Basic Information
I am in search of a Ph.D. position in 2024, preferably in America.
I am fascinated by reasoning and dedicate to causality described in pre- and post-conditions (referring to the PROC2PDDL paper). If you are interested in this, feel free to email me.😃
Highest Education:
MSE in Data Science at University of Pennsylvania; GPA: 3.97
Research Interests:
- Reasoning in Natural/Symbolic Language
- Interdisciplinary in NLP, CV and Robotics
Expertise:
- Learning Science and Cognitive Science (6 years of experience, B.S., M.Ed)
- Human Learning and Knowledge Storage
- Learning Task Design
- Natural Language Processing (3 years of experience, MSE)
- Event Extraction
- Event Reasoning in Natural and Symbolic Language
e.g. Schema Generation, Event and Entity Pre- and Post-condition Generation
Publications
Human-in-the-Loop Schema Induction. Tianyi Zhang*, Isaac Tham*, Zhaoyi Hou*, Jiaxuan Ren, Liyang Zhou, Hainiu Xu, Li Zhang, Lara J. Martin, Rotem Dror, Sha Li, Heng Ji, Martha Palmer, Susan Brown, Reece Suchocki, Chris Callison-Burch. ACL Demo 2023
Argument Role Labelling Question-Answer Pair Data Augmentation. Tianyi Zhang, Elior Sulem, Dan Roth. 2023, In submission
PROC2PDDL: Predicting Domain Definitions Based on Natural Language for Symbolic Planning. Tianyi Zhang*, Li Zhang*, Zhaoyi Hou, Ziyu Wang, Yuling Gu, Peter Clark, Chris Callison-Burch, Niket Tandon. 2023, In submission
Not publicly available currently.
Education
- MSE in Data Science, Jan. 2021 - Dec. 2022
University of Pennsylvania, Philadelphia, America - M.Ed in Learning Science and Technology, Sept. 2018 - Dec. 2019
University of Pennsylvania, Philadelphia, America - B.S in Educational Technology, Sept. 2014 - Jun. 2018
Beijing Normal University, Beijing, China
Research Experience
- Research Assistant: NLP Group at UPenn, May. 2022 - Jul. 2023
- Event schema generation using GPT-3
- Design the scaffold prompts (cause, plan, procedure, effect, etc.) for GPT-3 to generate inclusive events
- Apply SRL and constituency parsing to summarize and extract structured events
- Build schema graphs by adding temporal relations to the events
- Ground the graph nodes into the ontology through the semantic inference or the semantic similarity
- Outcome: "Human-in-the-Loop Schema Induction" paper
- Natural language to symbolic language translation for reasoning
- Focus on open-domain natural language (wikiHow) to symbolic language (PDDL) generation with GPT-4
- Decompose the task into three stages: extraction, inference, and translation
- Identify strong text extraction and entity states inference abilities with increasingly complex wikiHow text (~5000 words)

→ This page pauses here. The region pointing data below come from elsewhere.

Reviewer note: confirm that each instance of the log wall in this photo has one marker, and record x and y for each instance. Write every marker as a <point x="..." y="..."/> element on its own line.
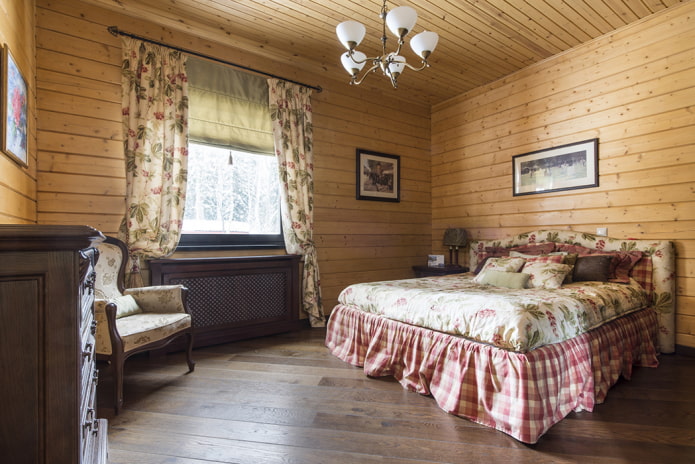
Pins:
<point x="81" y="168"/>
<point x="633" y="90"/>
<point x="17" y="182"/>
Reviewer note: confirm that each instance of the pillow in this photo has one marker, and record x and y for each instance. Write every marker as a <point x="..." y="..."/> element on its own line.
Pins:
<point x="621" y="265"/>
<point x="546" y="275"/>
<point x="501" y="264"/>
<point x="126" y="306"/>
<point x="544" y="259"/>
<point x="534" y="249"/>
<point x="571" y="259"/>
<point x="592" y="268"/>
<point x="504" y="279"/>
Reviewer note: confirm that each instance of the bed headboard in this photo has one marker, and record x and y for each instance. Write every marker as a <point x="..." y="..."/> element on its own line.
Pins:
<point x="660" y="252"/>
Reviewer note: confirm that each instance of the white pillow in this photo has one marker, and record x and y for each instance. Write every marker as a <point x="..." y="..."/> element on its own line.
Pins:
<point x="504" y="279"/>
<point x="546" y="275"/>
<point x="500" y="264"/>
<point x="126" y="306"/>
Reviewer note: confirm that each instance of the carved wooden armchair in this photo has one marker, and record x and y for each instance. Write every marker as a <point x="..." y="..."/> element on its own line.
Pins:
<point x="134" y="320"/>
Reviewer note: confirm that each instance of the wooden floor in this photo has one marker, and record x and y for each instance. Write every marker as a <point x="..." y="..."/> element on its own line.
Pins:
<point x="285" y="399"/>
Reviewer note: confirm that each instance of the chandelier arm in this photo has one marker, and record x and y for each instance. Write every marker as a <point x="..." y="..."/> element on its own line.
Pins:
<point x="359" y="81"/>
<point x="425" y="64"/>
<point x="369" y="58"/>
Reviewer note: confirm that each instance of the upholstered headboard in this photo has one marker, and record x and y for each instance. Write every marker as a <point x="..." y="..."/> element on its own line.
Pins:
<point x="661" y="269"/>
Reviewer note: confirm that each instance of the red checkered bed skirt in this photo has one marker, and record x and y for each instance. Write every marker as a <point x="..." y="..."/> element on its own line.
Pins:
<point x="521" y="394"/>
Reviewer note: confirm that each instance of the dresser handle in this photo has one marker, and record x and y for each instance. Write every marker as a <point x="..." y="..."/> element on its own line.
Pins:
<point x="89" y="283"/>
<point x="87" y="353"/>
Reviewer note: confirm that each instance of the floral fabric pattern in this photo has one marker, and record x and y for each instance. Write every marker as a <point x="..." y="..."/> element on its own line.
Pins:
<point x="546" y="275"/>
<point x="290" y="108"/>
<point x="519" y="320"/>
<point x="155" y="126"/>
<point x="655" y="271"/>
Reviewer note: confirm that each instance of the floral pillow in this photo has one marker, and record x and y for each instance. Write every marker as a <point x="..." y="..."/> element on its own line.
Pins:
<point x="500" y="264"/>
<point x="546" y="275"/>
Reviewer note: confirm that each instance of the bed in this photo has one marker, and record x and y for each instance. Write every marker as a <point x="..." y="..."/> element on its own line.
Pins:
<point x="488" y="348"/>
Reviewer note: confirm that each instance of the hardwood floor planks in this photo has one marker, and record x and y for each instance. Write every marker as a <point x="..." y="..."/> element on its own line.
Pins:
<point x="285" y="399"/>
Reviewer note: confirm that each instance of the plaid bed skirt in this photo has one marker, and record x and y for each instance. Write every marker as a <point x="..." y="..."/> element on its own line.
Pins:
<point x="520" y="394"/>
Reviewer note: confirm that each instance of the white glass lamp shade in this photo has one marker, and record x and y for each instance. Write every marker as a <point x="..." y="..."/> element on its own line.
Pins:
<point x="424" y="43"/>
<point x="352" y="66"/>
<point x="401" y="20"/>
<point x="396" y="65"/>
<point x="350" y="33"/>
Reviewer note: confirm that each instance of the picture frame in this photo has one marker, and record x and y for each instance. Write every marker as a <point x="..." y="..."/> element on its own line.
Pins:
<point x="567" y="167"/>
<point x="14" y="109"/>
<point x="378" y="176"/>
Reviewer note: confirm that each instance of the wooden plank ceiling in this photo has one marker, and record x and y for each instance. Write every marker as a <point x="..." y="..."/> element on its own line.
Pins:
<point x="480" y="40"/>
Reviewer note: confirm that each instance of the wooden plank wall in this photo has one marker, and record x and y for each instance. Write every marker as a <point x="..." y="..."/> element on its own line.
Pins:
<point x="81" y="168"/>
<point x="18" y="183"/>
<point x="633" y="89"/>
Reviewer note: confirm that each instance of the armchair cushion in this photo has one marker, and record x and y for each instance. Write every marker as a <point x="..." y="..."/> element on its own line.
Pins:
<point x="158" y="299"/>
<point x="142" y="329"/>
<point x="126" y="306"/>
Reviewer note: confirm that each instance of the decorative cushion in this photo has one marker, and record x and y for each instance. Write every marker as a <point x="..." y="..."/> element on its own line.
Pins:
<point x="158" y="298"/>
<point x="504" y="279"/>
<point x="141" y="329"/>
<point x="534" y="249"/>
<point x="501" y="264"/>
<point x="126" y="306"/>
<point x="546" y="275"/>
<point x="592" y="268"/>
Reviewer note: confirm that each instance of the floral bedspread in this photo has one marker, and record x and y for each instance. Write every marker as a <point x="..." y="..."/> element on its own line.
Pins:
<point x="513" y="319"/>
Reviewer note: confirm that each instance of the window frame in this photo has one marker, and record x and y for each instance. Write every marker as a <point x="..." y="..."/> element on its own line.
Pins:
<point x="197" y="241"/>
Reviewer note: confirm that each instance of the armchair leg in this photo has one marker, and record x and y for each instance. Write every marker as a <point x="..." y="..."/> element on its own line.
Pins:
<point x="189" y="349"/>
<point x="117" y="364"/>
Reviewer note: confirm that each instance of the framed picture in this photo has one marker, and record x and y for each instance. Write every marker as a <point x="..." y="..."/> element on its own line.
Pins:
<point x="571" y="166"/>
<point x="378" y="176"/>
<point x="14" y="109"/>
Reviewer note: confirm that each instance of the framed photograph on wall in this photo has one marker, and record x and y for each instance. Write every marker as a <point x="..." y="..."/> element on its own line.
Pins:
<point x="14" y="109"/>
<point x="378" y="176"/>
<point x="571" y="166"/>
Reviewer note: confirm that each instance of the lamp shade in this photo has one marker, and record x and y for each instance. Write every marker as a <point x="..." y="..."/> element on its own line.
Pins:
<point x="350" y="33"/>
<point x="455" y="237"/>
<point x="401" y="20"/>
<point x="424" y="43"/>
<point x="349" y="63"/>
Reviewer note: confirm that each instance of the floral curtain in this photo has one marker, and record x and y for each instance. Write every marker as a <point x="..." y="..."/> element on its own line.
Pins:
<point x="155" y="125"/>
<point x="290" y="109"/>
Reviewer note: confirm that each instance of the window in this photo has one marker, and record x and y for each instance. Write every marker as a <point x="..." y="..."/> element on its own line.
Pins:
<point x="232" y="196"/>
<point x="232" y="199"/>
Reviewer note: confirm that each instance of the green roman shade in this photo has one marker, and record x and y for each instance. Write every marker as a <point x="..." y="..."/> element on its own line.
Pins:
<point x="228" y="107"/>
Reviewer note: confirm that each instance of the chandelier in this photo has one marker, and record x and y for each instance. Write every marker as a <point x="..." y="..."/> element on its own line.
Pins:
<point x="400" y="21"/>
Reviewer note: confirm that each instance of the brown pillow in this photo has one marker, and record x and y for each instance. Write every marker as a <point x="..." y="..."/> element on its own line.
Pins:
<point x="592" y="268"/>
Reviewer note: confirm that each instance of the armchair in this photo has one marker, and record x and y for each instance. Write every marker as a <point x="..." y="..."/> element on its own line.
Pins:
<point x="134" y="320"/>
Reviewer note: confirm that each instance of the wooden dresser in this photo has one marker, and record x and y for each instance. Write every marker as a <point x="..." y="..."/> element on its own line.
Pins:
<point x="47" y="370"/>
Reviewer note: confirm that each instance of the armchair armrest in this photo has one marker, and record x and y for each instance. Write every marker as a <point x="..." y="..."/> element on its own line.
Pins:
<point x="160" y="299"/>
<point x="107" y="333"/>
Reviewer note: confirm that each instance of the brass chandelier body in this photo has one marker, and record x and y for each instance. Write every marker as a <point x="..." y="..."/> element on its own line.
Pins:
<point x="400" y="21"/>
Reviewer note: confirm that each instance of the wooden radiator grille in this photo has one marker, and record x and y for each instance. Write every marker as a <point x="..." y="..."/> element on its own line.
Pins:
<point x="228" y="299"/>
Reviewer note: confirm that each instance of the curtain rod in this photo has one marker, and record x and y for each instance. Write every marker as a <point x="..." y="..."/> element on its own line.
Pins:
<point x="116" y="32"/>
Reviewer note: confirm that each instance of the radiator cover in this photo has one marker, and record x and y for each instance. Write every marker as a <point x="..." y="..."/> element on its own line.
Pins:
<point x="235" y="298"/>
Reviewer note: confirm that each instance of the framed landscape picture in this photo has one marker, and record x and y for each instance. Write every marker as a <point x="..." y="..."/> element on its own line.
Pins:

- Acknowledge a weak translation capability to predefined symbolic pattern
- Improve the performance using CoT and instructions on translation.
- Outcome:"PROC2PDDL" paper
- Event schema generation using GPT-3
- Research Assistant: Cognitive Computation Group at UPenn, Mar. 2020 – Dec. 2022
- Event trigger identification and classification using sequence tagging
- Build 1-of-N (72) joint model and BIO identification + event type classification pipeline model
- Transfer learning with target language auxiliary dataset, e.g. OntoNotes Arabic
- Event argument identification and classification using QA
- Design fixed questions for each argument role and convert argument role labeling task to question answering task
- Build has-and-no-answer joint model and has/no answer classification + has answer identification pipeline model
- Transfer learning with auxiliary QA dataset, e.g. SQuAD, QAMR
- Event data augmentation using answer extraction (AE) and question generation (QG)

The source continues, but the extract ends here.